3- GPS saati kusursuz konum belirleyip kayıt ediyor olsaydı bile, saatleri kolumuzda taşıdığımız unutulmamalıdır. Koşu sırasında bileklerimiz adım sayımız kadar hareket eder. Her seferinde izlediği yol omuz hizasından vücudun ortasına doğru çapraz bir yoldur. Arada terimizi siler, şapkamızı düzeltir, selam veririz. İstasyonlarda yön değiştirir, yer içeriz. Dolayısıyla yukarı doğru şaşma kaçınılmazdır. Yarış mesafeleri kısaldıkça bu şaşma da azalacaktır. Sonuçta bu şaşma konusu tüm koşucular için aynı oranda gerçekleştiğinden yarışın karakteristiği içinde ufacık bir parametre olarak görmek içimizi ferah tutacaktır (yükseklik, eğim grafiği, sıcaklık, zemin özelliği, parkur genişliği vs. ile birlikte).
Mark çok önemli noktalara değinmişsin. Özellikle 2. noktayı ben hiç o açıdan düşünmemiştim. Doğru, eğer her bir noktada belli bir hata payı varsa, ne kadar çok nokta kayıt edilirse toplam hata o kadar artabilir. Bu arada 3.5 saat maraton için çok riskli bir süre, son kilometrelerde saatin kapanması hoş olmaz 🙂 Aslında her saniye kayıt modu, nabız değişikliklerini daha hassas şekilde takip etmek isteyenler için daha faydalı olabilir.

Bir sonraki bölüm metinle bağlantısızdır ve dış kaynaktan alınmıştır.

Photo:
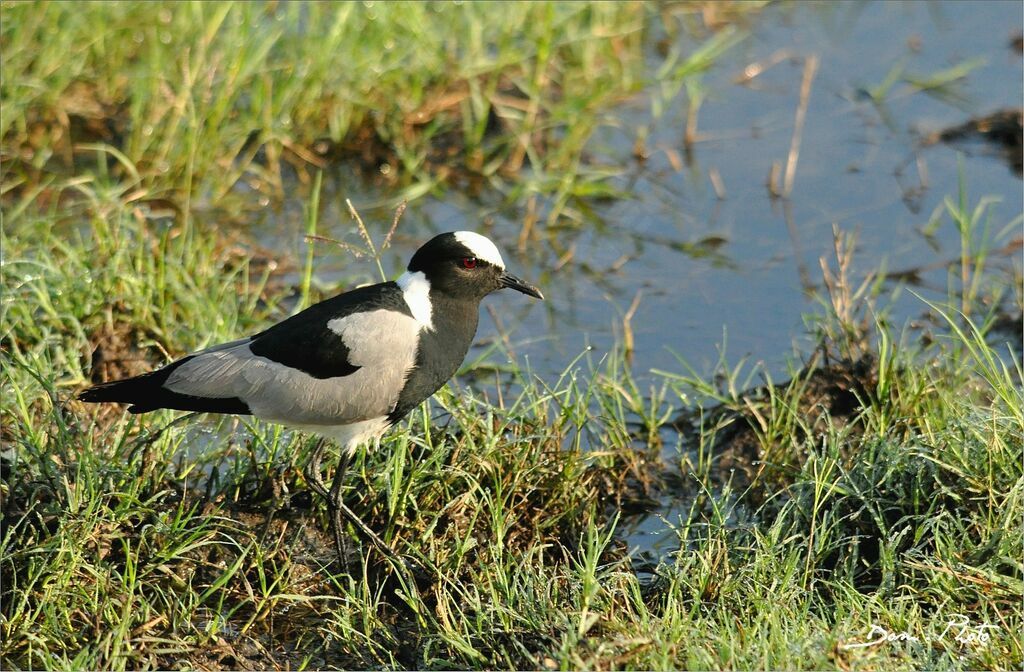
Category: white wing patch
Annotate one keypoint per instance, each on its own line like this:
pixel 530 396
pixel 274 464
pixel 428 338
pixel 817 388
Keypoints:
pixel 416 290
pixel 382 342
pixel 481 247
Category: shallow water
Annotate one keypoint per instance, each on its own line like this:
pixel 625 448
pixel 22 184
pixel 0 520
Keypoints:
pixel 739 266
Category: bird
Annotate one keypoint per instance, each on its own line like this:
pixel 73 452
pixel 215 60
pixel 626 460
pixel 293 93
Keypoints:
pixel 345 369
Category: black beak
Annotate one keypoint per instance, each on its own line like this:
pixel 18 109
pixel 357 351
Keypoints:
pixel 510 281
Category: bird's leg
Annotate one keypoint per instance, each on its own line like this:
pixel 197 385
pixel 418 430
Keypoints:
pixel 311 471
pixel 334 505
pixel 339 509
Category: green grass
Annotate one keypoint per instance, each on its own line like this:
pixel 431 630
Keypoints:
pixel 127 548
pixel 134 543
pixel 198 96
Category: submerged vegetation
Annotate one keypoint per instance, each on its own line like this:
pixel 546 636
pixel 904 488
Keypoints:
pixel 881 488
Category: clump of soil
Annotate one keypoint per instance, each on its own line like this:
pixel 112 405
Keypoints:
pixel 1003 129
pixel 829 393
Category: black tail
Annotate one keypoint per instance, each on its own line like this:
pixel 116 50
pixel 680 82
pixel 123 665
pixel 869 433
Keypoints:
pixel 146 392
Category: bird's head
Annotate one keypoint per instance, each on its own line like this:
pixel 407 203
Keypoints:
pixel 466 265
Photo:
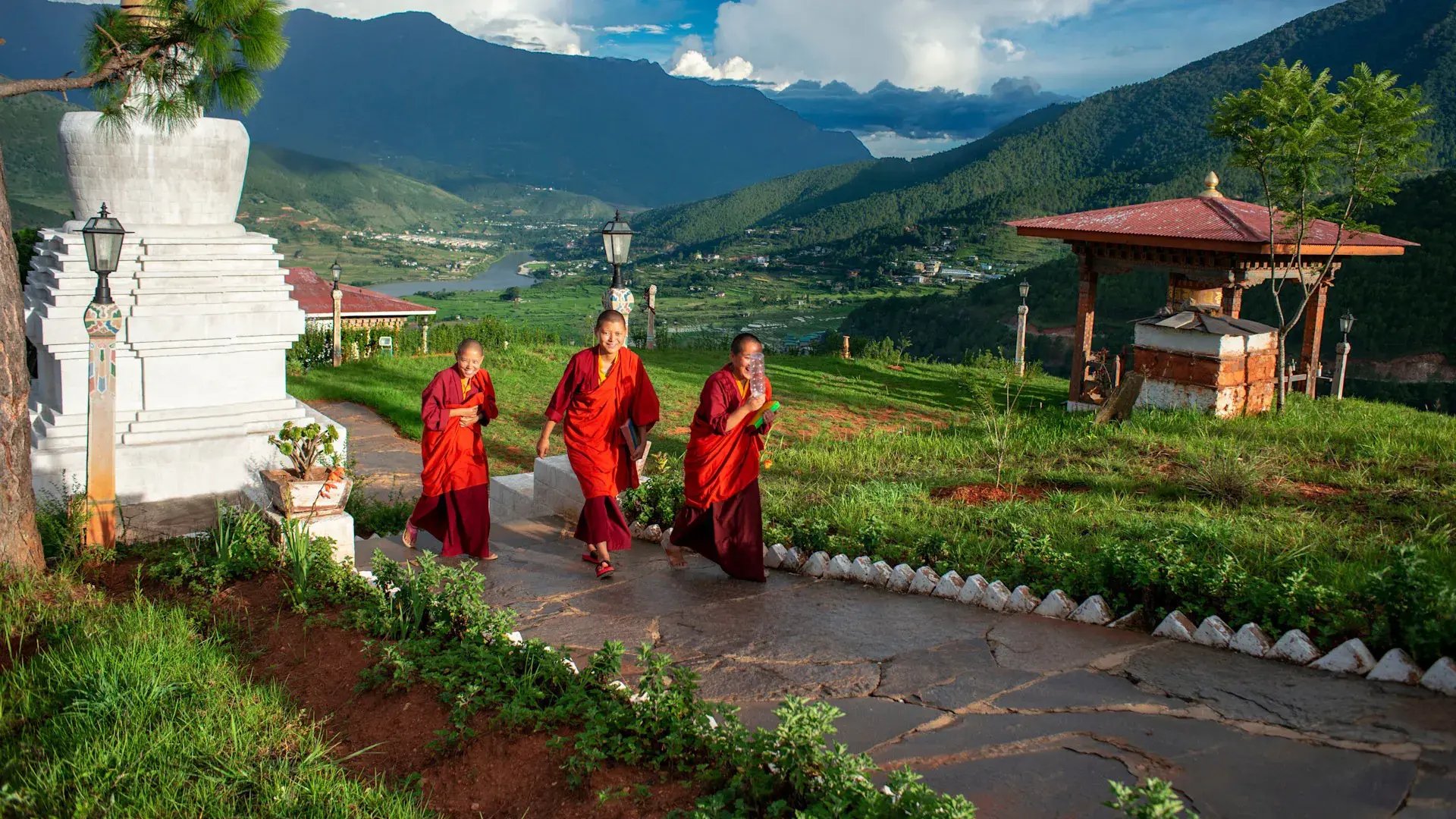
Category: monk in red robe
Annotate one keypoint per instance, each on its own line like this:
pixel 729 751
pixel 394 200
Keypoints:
pixel 601 390
pixel 455 504
pixel 724 515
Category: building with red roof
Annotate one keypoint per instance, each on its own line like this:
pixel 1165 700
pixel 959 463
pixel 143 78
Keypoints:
pixel 360 306
pixel 1213 249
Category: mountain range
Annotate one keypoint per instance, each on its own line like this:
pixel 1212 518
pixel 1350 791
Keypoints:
pixel 410 93
pixel 1128 145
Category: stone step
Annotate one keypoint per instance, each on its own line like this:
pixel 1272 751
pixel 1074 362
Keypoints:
pixel 557 490
pixel 513 497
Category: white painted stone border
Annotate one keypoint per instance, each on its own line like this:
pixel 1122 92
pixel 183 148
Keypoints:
pixel 1294 648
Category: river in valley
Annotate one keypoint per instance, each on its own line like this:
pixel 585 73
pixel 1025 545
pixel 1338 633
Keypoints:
pixel 497 278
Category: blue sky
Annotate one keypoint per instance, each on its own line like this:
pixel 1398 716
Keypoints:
pixel 1056 49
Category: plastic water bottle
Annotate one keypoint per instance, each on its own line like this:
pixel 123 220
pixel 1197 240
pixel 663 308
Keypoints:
pixel 756 382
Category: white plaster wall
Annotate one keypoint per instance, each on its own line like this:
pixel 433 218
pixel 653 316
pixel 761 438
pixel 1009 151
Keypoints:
pixel 137 172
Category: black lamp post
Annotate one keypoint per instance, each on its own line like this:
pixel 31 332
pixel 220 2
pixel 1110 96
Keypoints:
pixel 1347 319
pixel 102 237
pixel 338 315
pixel 1021 328
pixel 617 240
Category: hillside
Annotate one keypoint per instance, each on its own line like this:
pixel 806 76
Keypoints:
pixel 406 88
pixel 338 193
pixel 1402 305
pixel 1128 145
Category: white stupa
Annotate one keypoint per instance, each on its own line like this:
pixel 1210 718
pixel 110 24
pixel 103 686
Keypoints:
pixel 209 318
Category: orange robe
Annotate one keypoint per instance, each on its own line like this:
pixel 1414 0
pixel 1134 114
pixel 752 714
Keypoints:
pixel 724 515
pixel 455 504
pixel 592 411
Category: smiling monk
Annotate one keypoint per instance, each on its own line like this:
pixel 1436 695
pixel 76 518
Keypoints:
pixel 601 390
pixel 455 504
pixel 724 515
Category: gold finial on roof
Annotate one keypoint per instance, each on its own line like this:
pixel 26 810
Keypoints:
pixel 1210 187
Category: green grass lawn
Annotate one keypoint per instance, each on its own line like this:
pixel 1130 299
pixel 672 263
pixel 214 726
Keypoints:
pixel 1337 518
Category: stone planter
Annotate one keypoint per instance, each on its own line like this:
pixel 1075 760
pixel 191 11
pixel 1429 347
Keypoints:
pixel 303 497
pixel 187 177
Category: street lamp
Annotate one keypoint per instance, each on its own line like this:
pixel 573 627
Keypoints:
pixel 1021 328
pixel 617 240
pixel 102 237
pixel 338 314
pixel 1347 319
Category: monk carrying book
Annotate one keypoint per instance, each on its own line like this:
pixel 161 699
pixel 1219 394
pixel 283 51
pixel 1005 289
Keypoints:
pixel 724 516
pixel 455 504
pixel 603 390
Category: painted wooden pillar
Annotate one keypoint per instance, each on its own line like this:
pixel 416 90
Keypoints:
pixel 1082 338
pixel 104 324
pixel 1313 328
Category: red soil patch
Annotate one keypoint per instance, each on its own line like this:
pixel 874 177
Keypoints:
pixel 1316 491
pixel 495 774
pixel 977 494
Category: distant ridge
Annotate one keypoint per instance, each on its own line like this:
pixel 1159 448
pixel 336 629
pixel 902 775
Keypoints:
pixel 1128 145
pixel 406 88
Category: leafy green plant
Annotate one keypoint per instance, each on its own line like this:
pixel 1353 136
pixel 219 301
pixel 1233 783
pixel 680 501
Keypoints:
pixel 658 499
pixel 1228 479
pixel 1152 799
pixel 61 522
pixel 306 447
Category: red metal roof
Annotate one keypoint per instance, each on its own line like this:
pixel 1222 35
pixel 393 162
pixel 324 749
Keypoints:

Aykut, kafamdaki bir sürü soruyu yanıtladın, harika oldu. Kalanları da Mark yanıtladı. Ne güssel ya, siz araştırın, biz hazıra konalım 🙂
Teşekkürler Aykut!! bir dahaki maratonumda kesinlikle 42.400 hesaplayacağım mesafeyi.. Runtalya’da saatimin fazla ölçmesi km de 7sn hatalı koşmama sebep oldu :)) Ne hata dimi ama 😉
Runtalya maraton parkuru her yıl olduğu gibi bu yıl da 20.11.2011 tarihinde, yani maratondan yaklaşık dört ay önce ölçülmüştür. Ölçüm İAAF tarafından görevlendirilen ve B sınıfı ölçüm yetkisine sahip olan Boğaziçi Üniversitesi Öğretim üyesi Prof. Dr. Hadi Özbal ve Türkiye Atletizm Federasyonu yetkilisi C sınıfı ölçüm yetkisine sahip Sayın Necati Çeteci tarafından yapılmıştır. Ölçüm tamamen manüel ( İAAF kuralları gereği ) ve birbirinden bağımsız iki kişi tarafından yapılmış ve Fransa da bulunan İAAF merkezinde onaylanmış olan uluslar arası geçerliliğe sahiptir. Ölçüm yapıldıktan sonra parkur üzerinde hiçbir değişiklik yapılmamıştır.